I'm almost embarrassed for you in seeing the LA Times being referred to as the "Chicago LA Times" on the myriad of internet sites I've visited in the last few days. It seems, however, an aptly designated epithet, representing the feeling among many of your readers that your new leadership, especially that of Jeff Johnson, is entirely out of touch with them and their desire to be exposed to views that stretch them beyond their own paradigms. So although the number of contributors to your op-ed pages may have increased, in firing Robert Sheer and putting Jonah Goldberg in his place, the gamut of voices has undeniably been diluted, and I suspect this may ultimately decrease the number of readers of those same pages.
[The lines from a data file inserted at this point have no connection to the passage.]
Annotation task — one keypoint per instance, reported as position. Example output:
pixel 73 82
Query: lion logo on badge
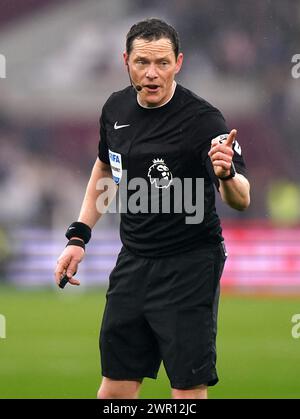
pixel 160 174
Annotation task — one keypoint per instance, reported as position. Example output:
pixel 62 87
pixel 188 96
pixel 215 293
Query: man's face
pixel 153 65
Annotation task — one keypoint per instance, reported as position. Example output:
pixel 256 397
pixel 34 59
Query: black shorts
pixel 163 309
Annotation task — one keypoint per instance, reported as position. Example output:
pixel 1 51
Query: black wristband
pixel 76 242
pixel 81 230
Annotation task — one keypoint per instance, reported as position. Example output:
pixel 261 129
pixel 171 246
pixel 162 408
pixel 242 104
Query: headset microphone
pixel 137 87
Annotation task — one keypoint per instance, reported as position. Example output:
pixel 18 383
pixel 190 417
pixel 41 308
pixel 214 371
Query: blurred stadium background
pixel 63 59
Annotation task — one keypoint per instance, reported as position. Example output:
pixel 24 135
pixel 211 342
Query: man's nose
pixel 151 72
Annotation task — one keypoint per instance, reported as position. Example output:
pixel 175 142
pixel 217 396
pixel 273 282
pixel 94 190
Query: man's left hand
pixel 221 154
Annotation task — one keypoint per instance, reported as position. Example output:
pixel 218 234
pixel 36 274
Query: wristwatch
pixel 232 173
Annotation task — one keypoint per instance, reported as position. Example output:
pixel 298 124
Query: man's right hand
pixel 68 264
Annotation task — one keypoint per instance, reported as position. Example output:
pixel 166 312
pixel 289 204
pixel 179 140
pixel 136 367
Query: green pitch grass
pixel 51 347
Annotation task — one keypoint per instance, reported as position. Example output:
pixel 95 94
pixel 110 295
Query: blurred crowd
pixel 44 162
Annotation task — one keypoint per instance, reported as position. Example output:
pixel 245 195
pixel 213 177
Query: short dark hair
pixel 152 29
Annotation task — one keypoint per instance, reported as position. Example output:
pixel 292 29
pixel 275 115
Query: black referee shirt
pixel 158 145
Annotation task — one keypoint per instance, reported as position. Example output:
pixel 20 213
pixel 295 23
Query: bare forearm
pixel 90 212
pixel 236 192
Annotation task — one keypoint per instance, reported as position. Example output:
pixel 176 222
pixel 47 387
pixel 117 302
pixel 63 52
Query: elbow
pixel 243 205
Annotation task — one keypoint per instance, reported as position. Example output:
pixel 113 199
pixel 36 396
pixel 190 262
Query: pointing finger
pixel 231 137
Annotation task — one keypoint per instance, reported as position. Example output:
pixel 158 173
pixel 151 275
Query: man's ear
pixel 179 63
pixel 125 57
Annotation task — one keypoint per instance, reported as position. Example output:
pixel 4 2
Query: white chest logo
pixel 160 174
pixel 116 165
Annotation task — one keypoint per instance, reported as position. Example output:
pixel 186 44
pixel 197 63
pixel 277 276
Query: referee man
pixel 163 293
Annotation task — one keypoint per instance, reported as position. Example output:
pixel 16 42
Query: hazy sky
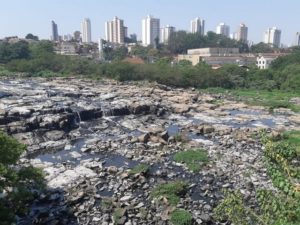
pixel 19 17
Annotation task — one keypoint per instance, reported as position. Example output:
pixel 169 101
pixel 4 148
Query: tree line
pixel 39 59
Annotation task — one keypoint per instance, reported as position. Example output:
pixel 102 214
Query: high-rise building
pixel 150 31
pixel 115 31
pixel 165 34
pixel 100 47
pixel 223 29
pixel 77 35
pixel 54 36
pixel 272 37
pixel 242 33
pixel 133 37
pixel 197 26
pixel 86 31
pixel 297 41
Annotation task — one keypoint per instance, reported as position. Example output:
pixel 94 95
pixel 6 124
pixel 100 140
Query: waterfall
pixel 78 116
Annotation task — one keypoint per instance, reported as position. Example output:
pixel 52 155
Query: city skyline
pixel 258 17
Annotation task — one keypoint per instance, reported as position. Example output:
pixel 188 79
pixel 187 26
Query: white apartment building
pixel 86 31
pixel 242 33
pixel 272 37
pixel 115 31
pixel 165 34
pixel 223 29
pixel 198 26
pixel 150 30
pixel 264 62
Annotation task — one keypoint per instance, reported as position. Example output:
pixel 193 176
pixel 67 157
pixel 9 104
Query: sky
pixel 20 17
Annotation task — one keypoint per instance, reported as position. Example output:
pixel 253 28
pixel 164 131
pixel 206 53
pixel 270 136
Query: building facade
pixel 198 26
pixel 223 29
pixel 115 31
pixel 297 39
pixel 77 36
pixel 165 34
pixel 242 33
pixel 150 31
pixel 272 37
pixel 264 62
pixel 86 31
pixel 54 36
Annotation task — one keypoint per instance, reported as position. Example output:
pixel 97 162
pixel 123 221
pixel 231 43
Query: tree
pixel 16 182
pixel 261 48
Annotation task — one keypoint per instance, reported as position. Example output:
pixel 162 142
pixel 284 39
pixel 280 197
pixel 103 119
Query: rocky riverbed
pixel 88 135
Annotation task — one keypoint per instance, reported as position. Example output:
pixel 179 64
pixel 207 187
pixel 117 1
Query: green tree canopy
pixel 16 182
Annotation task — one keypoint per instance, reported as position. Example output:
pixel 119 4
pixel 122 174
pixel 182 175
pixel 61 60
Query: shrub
pixel 140 169
pixel 16 183
pixel 193 159
pixel 181 217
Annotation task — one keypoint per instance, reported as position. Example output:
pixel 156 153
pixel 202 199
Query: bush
pixel 193 159
pixel 16 183
pixel 171 191
pixel 181 217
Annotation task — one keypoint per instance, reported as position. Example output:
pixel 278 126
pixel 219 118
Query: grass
pixel 271 99
pixel 171 191
pixel 181 137
pixel 118 214
pixel 181 217
pixel 193 159
pixel 140 169
pixel 106 203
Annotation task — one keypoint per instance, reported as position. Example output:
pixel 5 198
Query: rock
pixel 70 176
pixel 164 135
pixel 54 135
pixel 125 198
pixel 144 138
pixel 206 129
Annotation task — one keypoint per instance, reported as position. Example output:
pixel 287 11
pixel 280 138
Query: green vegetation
pixel 181 217
pixel 271 99
pixel 193 159
pixel 118 214
pixel 181 41
pixel 281 158
pixel 16 183
pixel 140 169
pixel 171 191
pixel 39 59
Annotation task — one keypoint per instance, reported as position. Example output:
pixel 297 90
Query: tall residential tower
pixel 86 31
pixel 242 33
pixel 150 31
pixel 115 31
pixel 54 36
pixel 197 26
pixel 272 37
pixel 297 40
pixel 165 34
pixel 223 29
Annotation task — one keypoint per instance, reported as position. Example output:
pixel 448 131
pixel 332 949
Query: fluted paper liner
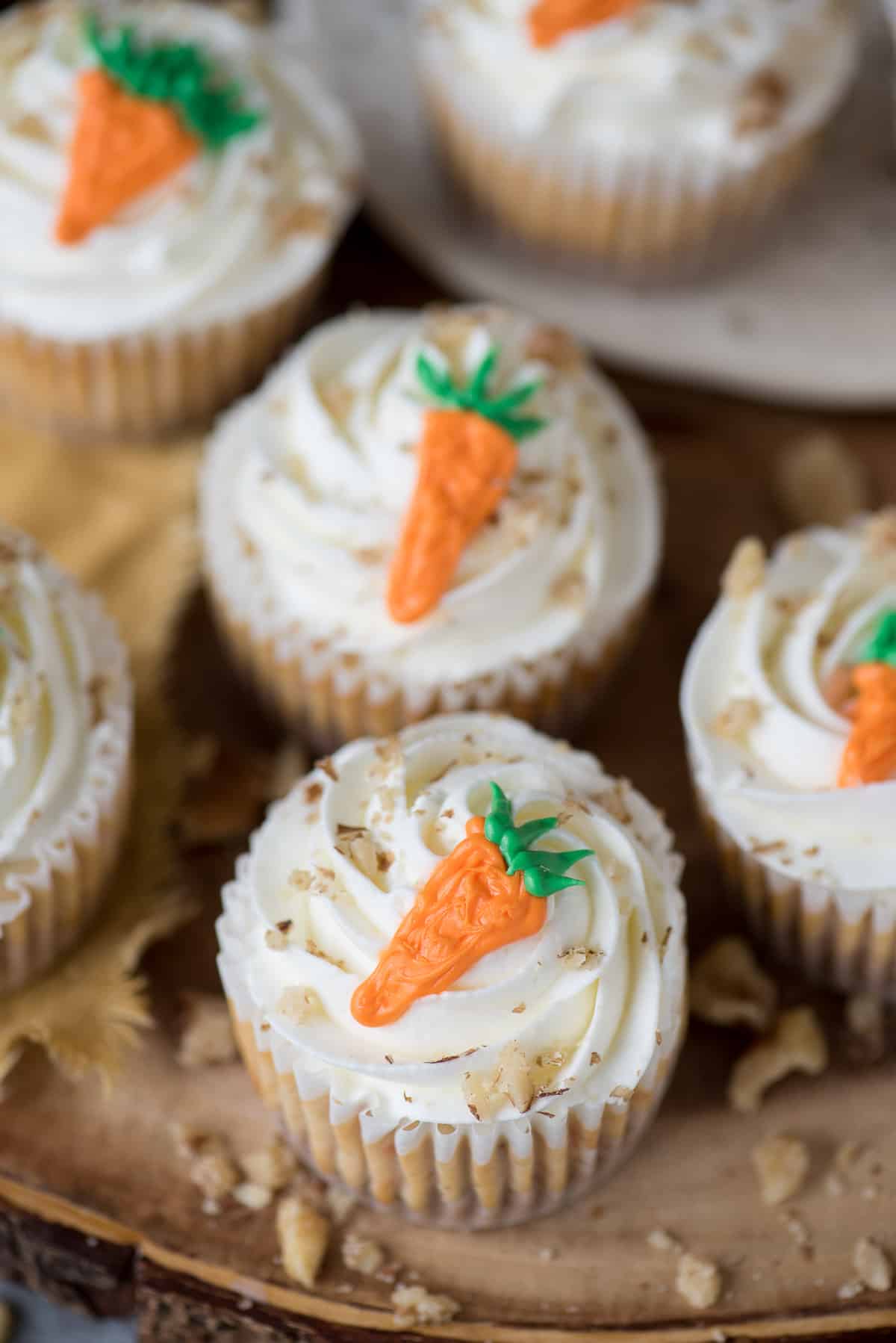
pixel 842 939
In light of the obvious step away from the principals of journalistic integrity, which would dictate that journalists be journalists, editors be editors and accountants be accountants, I am now forced to carefully reconsider which sources can be trusted to provide me with accurate, unbiased news and forthright opinions. Your new columnist, Jonah Goldberg, will not be one of those sources.
Robert Scheer's column, with its often singular voice of dissent and groundbreaking expositional content, has been among the most notable features that have sustained my interest in subscribing to the LA Times for many years now. Apparently, previous leadership at the LA Times had no trouble recognizing Mr. Scheer's journalistic prowess in that they nominated him for the Pulitzer Prize.
My greatest fear is that the underlying reason for Mr. Scheer's termination is part of a larger trend toward the corporatization of our media, a trend that we, as American citizens, must fervently battle for the sake of our swiftly diminishing free press.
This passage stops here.